Data Preparation

After Environment setup, we can start preparing the data for training and decoding.

The first step is to prepare the data for training. We have already provided prepare.sh that would prepare everything required for training.

cd /tmp/icefall
export PYTHONPATH=/tmp/icefall:$PYTHONPATH
cd egs/yesno/ASR

./prepare.sh

Note that in each recipe from icefall, there exists a file prepare.sh, which you should run before you run anything else.

That is all you need for data preparation.

For the more curious

If you are wondering how to prepare your own dataset, please refer to the following URLs for more details:

https://github.com/lhotse-speech/lhotse/tree/master/lhotse/recipes

It contains recipes for a variety of dataset.

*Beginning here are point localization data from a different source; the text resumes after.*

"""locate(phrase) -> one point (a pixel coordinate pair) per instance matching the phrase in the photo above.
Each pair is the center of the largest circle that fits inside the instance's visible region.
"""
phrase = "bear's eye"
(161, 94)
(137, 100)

If you want to add your own dataset, please read recipes in this folder first.

https://github.com/lhotse-speech/lhotse/blob/master/lhotse/recipes/yesno.py

The yesno recipe in lhotse.

If you already have a Kaldi dataset directory, which contains files like wav.scp, feats.scp, then you can refer to https://lhotse.readthedocs.io/en/latest/kaldi.html#example.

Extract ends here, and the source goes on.